They create living machines that reproduce as organic beings in the laboratory – Central Valley Business Journal

12/03/2021 at 18:04 CET
Researchers at the University of Vermont, in the United States, have created robots “living & rdquor; made in the laboratory that can reproduce spontaneously. Engineered by Artificial Intelligence (AI), they mark a new form of biological self-replication, especially promising for regenerative medicine.
The tiny robots are able to get out of the container in which they were developed, search for cells and “assemble & rdquor; a new robot, an exact copy that, after a few days, will acquire the same ability to replicate itself. The little machines were created from frog cells: these computer-engineered organisms collect individual cells inside a “mouth” and release Xenobot “hatchlings” with the same appearance and movements. In turn, the new specimens reproduce in the same way.
The embryonic cells used, which belong to a Xenopus laevis frog, would become skin in a natural context. They would serve to keep pathogens out and redistribute mucus on a tadpole’s skin, but American scientists have given it another “life”. By applying the right instructions through a computer program based on Artificial Intelligence, cells can be “redesigned & rdquor; in the lab and ready for a completely different role.
According to a press release, the researchers explained that the cells used have the genome of a frog, but when released from becoming tadpoles they use their collective intelligence, or a kind of cellular plasticity, to do something amazing: get together and create “living & rdquor; which in turn can produce exact copies of themselves. If at first it came to the attention of scientists that Xenobots could be designed to perform simple tasks, the new functions practically redefine the limits of what can be understood as biological reproduction.

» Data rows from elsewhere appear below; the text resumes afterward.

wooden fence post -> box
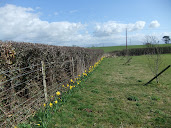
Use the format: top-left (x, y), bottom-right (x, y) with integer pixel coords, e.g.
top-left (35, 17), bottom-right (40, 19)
top-left (41, 61), bottom-right (48, 103)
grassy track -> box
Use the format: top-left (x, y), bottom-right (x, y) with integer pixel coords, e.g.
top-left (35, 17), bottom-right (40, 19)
top-left (92, 44), bottom-right (171, 53)
top-left (20, 54), bottom-right (171, 128)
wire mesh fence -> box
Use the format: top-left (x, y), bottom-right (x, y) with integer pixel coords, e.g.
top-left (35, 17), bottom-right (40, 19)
top-left (0, 58), bottom-right (96, 128)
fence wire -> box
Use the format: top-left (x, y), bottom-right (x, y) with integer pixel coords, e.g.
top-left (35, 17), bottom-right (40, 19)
top-left (0, 58), bottom-right (97, 128)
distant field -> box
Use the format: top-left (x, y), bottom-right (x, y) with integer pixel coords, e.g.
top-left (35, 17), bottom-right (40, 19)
top-left (91, 44), bottom-right (171, 53)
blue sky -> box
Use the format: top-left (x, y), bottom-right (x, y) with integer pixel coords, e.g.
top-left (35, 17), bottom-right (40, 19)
top-left (0, 0), bottom-right (171, 46)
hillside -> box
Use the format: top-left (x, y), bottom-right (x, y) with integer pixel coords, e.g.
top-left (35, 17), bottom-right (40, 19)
top-left (91, 44), bottom-right (171, 53)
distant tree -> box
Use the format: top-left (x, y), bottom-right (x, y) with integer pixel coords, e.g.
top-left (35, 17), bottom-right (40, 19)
top-left (163, 36), bottom-right (170, 44)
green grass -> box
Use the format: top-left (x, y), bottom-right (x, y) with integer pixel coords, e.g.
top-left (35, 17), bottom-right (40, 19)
top-left (91, 44), bottom-right (171, 53)
top-left (19, 54), bottom-right (171, 128)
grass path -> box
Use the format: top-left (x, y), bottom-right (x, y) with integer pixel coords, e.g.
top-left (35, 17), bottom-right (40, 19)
top-left (24, 55), bottom-right (171, 128)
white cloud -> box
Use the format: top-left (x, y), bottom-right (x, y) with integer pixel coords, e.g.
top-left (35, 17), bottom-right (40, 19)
top-left (149, 20), bottom-right (160, 28)
top-left (94, 21), bottom-right (145, 37)
top-left (54, 12), bottom-right (59, 16)
top-left (69, 10), bottom-right (78, 13)
top-left (0, 4), bottom-right (168, 46)
top-left (0, 4), bottom-right (85, 45)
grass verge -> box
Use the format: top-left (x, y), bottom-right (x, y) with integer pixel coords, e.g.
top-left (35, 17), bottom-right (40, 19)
top-left (18, 54), bottom-right (171, 128)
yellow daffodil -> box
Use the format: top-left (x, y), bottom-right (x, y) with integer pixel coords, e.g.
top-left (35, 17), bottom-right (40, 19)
top-left (55, 100), bottom-right (58, 104)
top-left (43, 103), bottom-right (46, 107)
top-left (56, 91), bottom-right (61, 96)
top-left (70, 86), bottom-right (73, 90)
top-left (49, 102), bottom-right (53, 107)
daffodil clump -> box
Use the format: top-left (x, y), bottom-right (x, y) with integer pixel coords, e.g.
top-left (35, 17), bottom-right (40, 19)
top-left (43, 57), bottom-right (105, 108)
top-left (27, 57), bottom-right (104, 126)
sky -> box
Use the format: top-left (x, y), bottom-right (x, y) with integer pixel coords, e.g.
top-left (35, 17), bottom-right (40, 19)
top-left (0, 0), bottom-right (171, 47)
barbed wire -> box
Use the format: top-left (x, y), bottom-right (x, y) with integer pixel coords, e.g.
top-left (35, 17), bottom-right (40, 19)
top-left (0, 58), bottom-right (96, 127)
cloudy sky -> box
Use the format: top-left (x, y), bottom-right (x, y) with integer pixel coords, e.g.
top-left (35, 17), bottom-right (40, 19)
top-left (0, 0), bottom-right (171, 46)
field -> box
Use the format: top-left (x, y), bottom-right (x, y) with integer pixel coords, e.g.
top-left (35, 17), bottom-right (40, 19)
top-left (20, 54), bottom-right (171, 128)
top-left (91, 44), bottom-right (171, 53)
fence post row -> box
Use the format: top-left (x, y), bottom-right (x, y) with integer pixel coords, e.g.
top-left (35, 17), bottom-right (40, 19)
top-left (41, 61), bottom-right (48, 103)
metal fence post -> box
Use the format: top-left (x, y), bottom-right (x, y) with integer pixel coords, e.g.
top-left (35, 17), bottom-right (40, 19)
top-left (41, 61), bottom-right (48, 102)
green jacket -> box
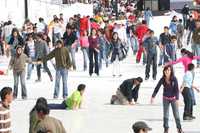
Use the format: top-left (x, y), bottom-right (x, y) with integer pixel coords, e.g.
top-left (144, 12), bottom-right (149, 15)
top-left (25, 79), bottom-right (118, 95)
top-left (43, 47), bottom-right (71, 69)
top-left (192, 28), bottom-right (200, 45)
top-left (9, 53), bottom-right (31, 72)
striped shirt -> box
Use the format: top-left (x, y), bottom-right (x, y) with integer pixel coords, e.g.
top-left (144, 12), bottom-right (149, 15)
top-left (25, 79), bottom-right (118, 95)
top-left (0, 103), bottom-right (11, 133)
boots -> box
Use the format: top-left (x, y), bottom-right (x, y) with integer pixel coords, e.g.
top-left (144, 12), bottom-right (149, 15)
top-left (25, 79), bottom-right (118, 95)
top-left (164, 128), bottom-right (169, 133)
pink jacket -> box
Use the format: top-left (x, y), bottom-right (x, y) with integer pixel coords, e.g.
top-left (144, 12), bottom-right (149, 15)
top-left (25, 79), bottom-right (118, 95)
top-left (80, 36), bottom-right (89, 48)
top-left (166, 56), bottom-right (200, 72)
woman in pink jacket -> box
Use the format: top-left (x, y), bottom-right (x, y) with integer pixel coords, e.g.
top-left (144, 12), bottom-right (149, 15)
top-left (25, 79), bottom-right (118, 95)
top-left (166, 49), bottom-right (200, 72)
top-left (80, 30), bottom-right (89, 71)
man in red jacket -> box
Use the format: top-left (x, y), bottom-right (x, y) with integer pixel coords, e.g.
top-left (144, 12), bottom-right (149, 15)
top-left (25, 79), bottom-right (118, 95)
top-left (136, 20), bottom-right (149, 63)
top-left (80, 16), bottom-right (89, 36)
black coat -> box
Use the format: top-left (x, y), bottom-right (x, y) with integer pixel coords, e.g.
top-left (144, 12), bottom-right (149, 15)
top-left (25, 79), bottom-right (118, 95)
top-left (8, 36), bottom-right (24, 47)
top-left (111, 40), bottom-right (126, 62)
top-left (119, 78), bottom-right (140, 102)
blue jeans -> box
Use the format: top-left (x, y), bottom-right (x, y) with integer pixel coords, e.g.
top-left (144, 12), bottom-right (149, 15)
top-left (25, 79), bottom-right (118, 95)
top-left (163, 99), bottom-right (181, 129)
top-left (48, 100), bottom-right (67, 109)
top-left (158, 46), bottom-right (167, 65)
top-left (13, 70), bottom-right (27, 98)
top-left (53, 33), bottom-right (61, 46)
top-left (81, 48), bottom-right (89, 71)
top-left (67, 47), bottom-right (76, 69)
top-left (194, 44), bottom-right (200, 65)
top-left (27, 57), bottom-right (34, 79)
top-left (98, 47), bottom-right (108, 69)
top-left (130, 37), bottom-right (139, 55)
top-left (54, 68), bottom-right (68, 98)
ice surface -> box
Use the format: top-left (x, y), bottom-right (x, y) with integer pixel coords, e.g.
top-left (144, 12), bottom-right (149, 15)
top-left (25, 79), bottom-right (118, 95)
top-left (0, 13), bottom-right (200, 133)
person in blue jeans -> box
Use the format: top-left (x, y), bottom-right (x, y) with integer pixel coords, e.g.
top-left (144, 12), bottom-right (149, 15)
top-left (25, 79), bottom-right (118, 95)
top-left (180, 63), bottom-right (200, 120)
top-left (158, 26), bottom-right (171, 66)
top-left (24, 34), bottom-right (35, 80)
top-left (151, 65), bottom-right (183, 133)
top-left (43, 40), bottom-right (71, 99)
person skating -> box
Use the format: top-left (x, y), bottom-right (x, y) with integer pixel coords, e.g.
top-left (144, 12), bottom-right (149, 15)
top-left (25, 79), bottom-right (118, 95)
top-left (181, 4), bottom-right (190, 28)
top-left (42, 40), bottom-right (71, 99)
top-left (88, 29), bottom-right (99, 76)
top-left (143, 30), bottom-right (159, 80)
top-left (176, 19), bottom-right (184, 49)
top-left (24, 34), bottom-right (35, 80)
top-left (151, 65), bottom-right (183, 133)
top-left (186, 15), bottom-right (196, 45)
top-left (180, 63), bottom-right (200, 120)
top-left (158, 26), bottom-right (171, 66)
top-left (80, 30), bottom-right (89, 71)
top-left (0, 87), bottom-right (13, 133)
top-left (111, 77), bottom-right (143, 105)
top-left (192, 20), bottom-right (200, 68)
top-left (48, 84), bottom-right (86, 110)
top-left (8, 45), bottom-right (32, 99)
top-left (165, 48), bottom-right (200, 72)
top-left (35, 33), bottom-right (53, 82)
top-left (111, 32), bottom-right (125, 77)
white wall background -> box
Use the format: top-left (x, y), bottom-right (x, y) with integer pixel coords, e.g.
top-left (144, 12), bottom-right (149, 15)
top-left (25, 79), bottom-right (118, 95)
top-left (0, 0), bottom-right (93, 26)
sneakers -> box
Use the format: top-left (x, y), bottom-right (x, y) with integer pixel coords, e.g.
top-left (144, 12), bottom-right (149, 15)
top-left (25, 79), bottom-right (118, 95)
top-left (50, 77), bottom-right (53, 82)
top-left (35, 78), bottom-right (41, 82)
top-left (164, 128), bottom-right (169, 133)
top-left (177, 129), bottom-right (184, 133)
top-left (145, 76), bottom-right (149, 80)
top-left (22, 96), bottom-right (27, 100)
top-left (183, 116), bottom-right (193, 121)
top-left (53, 96), bottom-right (58, 99)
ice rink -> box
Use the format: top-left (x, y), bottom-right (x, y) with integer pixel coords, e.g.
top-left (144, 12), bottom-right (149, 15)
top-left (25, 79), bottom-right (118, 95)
top-left (0, 14), bottom-right (200, 133)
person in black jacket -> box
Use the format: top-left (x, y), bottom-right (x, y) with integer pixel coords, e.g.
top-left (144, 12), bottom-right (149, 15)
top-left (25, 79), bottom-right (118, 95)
top-left (158, 26), bottom-right (171, 66)
top-left (186, 15), bottom-right (196, 45)
top-left (8, 28), bottom-right (24, 56)
top-left (111, 77), bottom-right (143, 105)
top-left (181, 4), bottom-right (190, 28)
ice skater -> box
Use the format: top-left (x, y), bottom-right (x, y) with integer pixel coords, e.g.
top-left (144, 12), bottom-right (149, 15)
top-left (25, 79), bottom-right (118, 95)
top-left (143, 30), bottom-right (159, 80)
top-left (42, 40), bottom-right (71, 99)
top-left (8, 45), bottom-right (32, 99)
top-left (111, 32), bottom-right (125, 77)
top-left (180, 63), bottom-right (200, 120)
top-left (151, 66), bottom-right (183, 133)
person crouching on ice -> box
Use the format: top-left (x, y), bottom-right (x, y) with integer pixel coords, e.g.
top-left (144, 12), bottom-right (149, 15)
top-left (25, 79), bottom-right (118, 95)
top-left (111, 77), bottom-right (143, 105)
top-left (48, 84), bottom-right (86, 110)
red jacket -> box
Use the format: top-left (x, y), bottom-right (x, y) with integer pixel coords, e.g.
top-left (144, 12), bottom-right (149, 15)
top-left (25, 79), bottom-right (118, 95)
top-left (80, 17), bottom-right (89, 35)
top-left (136, 24), bottom-right (149, 43)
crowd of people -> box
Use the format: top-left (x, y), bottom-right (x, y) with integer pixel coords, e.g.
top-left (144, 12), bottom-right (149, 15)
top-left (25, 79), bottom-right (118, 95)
top-left (0, 0), bottom-right (200, 133)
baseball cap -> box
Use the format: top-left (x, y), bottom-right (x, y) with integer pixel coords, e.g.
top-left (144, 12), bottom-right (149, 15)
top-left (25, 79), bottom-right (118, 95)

These biological objects, which are basically a collection of computer-designed cells, replicate spontaneously, but including the complete and unaltered frog genome. This means that the original instructions present in the cell have managed to redirect themselves to fulfill a new objective: to group together and create an organism, which in turn will have the ability to replicate itself. Apparently we have not yet discovered all the ways in which life can reproduce itself, as perhaps we had thought.
Related topic: They create living cell robots with free will and their own personalities.
In the beginning, the father xenobot made up of about 3,000 cells, it forms a sphere. Without any “help”, the process will most likely stop there and playback will not continue. However, an Artificial Intelligence program working on the Deep Green supercomputer cluster at the University of Vermont made a difference.
When applying a evolutionary algorithm, it was possible to “test & rdquor; billions of simulated body shapes, such as triangles, squares or pyramids, until finding those that allowed cells to be more efficient in “kinematic” replication, that is, based on movement. From that achievement, the organisms managed to replicate without major problems from the father Xenobot.
In this sense, the scientists highlighted in the new study, recently published in the Proceedings of the National Academy of Sciences (PNAS), that cell groups, when released from a developing organism, can meet and combine with other similar loose cells, and furthermore this ability does not have to evolve or be specifically introduced by genetic manipulation.
At the same time, research shows that Artificial intelligence can help to design model organisms that reproduce better: this same concept can be applied in the future to “guide & rdquor; to human cells in the desired sense, for example by eliminating diseases, giving new life to organs that are no longer functional or creating new ones.
Kinematic self-replication in reconfigurable organisms. Sam Kriegman, Douglas Blackiston, Michael Levin and Josh Bongard. PNAS (2021). DOI: https: //
Photo: kalhh on Pixabay.
Video: University of Vermont / YouTube.